Flora: A Study in Postcards by Travis Alber.
This is “Who’s Flora?” original project. It is available inside the hypertext, in the section “About this project” as a PDF’s file (http://www.whoisflora.net/alber.pdf ) . Here’s the abstract:
“We are surrounded by pieces of the past--concrete messages from lives that have gone before us. Yet these artifacts are largely ignored in our present world of planned obsolescence and digital communication. My project combines unsuspecting messages from a past life, my interpretations of those messages, and a computer interface through which to understand them. In the summer of 1998 I discovered a number of postcards from the year 1947. They were sent by a twenty-something woman named Flora who traveled the United States alone, sending postcards to her family. The postcards moved me because Flora and I have many things in common: our ages, upbringing, and struggles, and because she traveled alone in that era. My project focuses on studying the cards, the notes they delivered, and my own impressions gathered from them.
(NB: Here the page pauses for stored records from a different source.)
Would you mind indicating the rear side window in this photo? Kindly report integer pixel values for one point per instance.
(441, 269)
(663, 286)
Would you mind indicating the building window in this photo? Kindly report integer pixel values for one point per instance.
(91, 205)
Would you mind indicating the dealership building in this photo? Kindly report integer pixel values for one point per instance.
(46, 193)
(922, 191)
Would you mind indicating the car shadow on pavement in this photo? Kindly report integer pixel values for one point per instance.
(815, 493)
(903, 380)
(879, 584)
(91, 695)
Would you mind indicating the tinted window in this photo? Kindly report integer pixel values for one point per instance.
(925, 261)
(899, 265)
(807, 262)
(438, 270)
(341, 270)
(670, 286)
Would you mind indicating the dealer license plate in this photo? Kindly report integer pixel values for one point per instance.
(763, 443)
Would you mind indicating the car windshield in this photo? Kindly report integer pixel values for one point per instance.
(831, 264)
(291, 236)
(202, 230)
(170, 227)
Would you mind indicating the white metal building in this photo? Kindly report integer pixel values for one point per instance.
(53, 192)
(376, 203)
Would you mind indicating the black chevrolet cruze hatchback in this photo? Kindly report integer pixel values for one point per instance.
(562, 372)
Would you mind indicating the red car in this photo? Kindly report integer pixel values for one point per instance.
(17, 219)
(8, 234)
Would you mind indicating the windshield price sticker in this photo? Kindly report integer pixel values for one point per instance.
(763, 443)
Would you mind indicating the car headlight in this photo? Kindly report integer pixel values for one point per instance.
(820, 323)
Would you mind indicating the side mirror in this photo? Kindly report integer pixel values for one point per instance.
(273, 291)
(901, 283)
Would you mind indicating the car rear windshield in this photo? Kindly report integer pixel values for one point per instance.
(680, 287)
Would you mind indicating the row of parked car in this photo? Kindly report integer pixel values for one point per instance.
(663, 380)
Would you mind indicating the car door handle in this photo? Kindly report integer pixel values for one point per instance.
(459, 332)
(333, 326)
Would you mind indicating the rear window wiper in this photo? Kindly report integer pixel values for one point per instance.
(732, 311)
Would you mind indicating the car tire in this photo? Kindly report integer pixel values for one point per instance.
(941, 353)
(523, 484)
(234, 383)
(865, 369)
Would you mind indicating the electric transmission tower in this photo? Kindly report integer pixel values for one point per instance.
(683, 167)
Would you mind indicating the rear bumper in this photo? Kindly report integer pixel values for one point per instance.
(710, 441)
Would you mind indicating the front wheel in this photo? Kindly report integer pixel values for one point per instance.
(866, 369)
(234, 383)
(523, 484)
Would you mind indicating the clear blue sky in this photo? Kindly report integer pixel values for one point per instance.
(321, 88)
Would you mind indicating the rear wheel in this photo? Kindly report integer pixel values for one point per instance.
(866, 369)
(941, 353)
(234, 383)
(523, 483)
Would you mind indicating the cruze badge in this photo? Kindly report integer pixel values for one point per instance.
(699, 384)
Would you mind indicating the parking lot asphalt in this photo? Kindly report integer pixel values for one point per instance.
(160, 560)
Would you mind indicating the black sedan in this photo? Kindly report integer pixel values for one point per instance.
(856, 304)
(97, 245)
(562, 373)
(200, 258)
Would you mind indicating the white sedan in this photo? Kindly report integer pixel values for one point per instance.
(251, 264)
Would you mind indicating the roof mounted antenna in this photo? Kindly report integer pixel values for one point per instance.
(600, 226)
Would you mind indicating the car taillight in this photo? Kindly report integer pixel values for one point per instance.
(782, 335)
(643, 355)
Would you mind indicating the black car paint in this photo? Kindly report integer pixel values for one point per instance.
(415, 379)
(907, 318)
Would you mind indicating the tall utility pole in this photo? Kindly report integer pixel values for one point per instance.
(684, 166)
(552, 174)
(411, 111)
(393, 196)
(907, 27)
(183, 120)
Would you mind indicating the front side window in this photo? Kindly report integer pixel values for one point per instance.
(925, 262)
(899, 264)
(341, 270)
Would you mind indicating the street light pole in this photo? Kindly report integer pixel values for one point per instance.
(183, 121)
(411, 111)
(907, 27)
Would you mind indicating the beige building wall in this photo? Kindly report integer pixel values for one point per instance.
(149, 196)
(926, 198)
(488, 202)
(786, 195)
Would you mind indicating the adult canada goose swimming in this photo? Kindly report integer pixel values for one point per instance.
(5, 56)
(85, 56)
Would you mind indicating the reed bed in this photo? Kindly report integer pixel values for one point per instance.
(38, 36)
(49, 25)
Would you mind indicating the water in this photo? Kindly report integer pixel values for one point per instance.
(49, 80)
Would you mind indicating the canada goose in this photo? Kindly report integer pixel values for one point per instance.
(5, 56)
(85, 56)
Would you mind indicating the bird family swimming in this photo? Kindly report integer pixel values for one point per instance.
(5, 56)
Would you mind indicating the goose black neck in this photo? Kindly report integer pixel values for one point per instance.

I was able to categorize the cards into four dominant themes: age, sense of place, time, and communication (primarily with family), and from those themes I created two separate storylines. The first storyline focuses on the death of a friend and the personal ramifications involved in such an event; the second story deals with the marriage of a friend and the tension between independence and love. The project was completed as an interactive CD-ROM using Macromedia Director. My two objectives were: to create, with the aid of the real postcards, sound, graphic design, text, a believable Flora character, and to discuss my own feelings about issues presented in the storyline. My opinions were visible in Flora’s writings, but were also presented on screens of their own. Using a computer allowed me to present other aspect of the experience: the sounds gave a sense of place, the graphic design of the Forties gave a sense of time, the writings gave a sense of age and filial communication. My two objectives were accomplished in the creation of these elements.”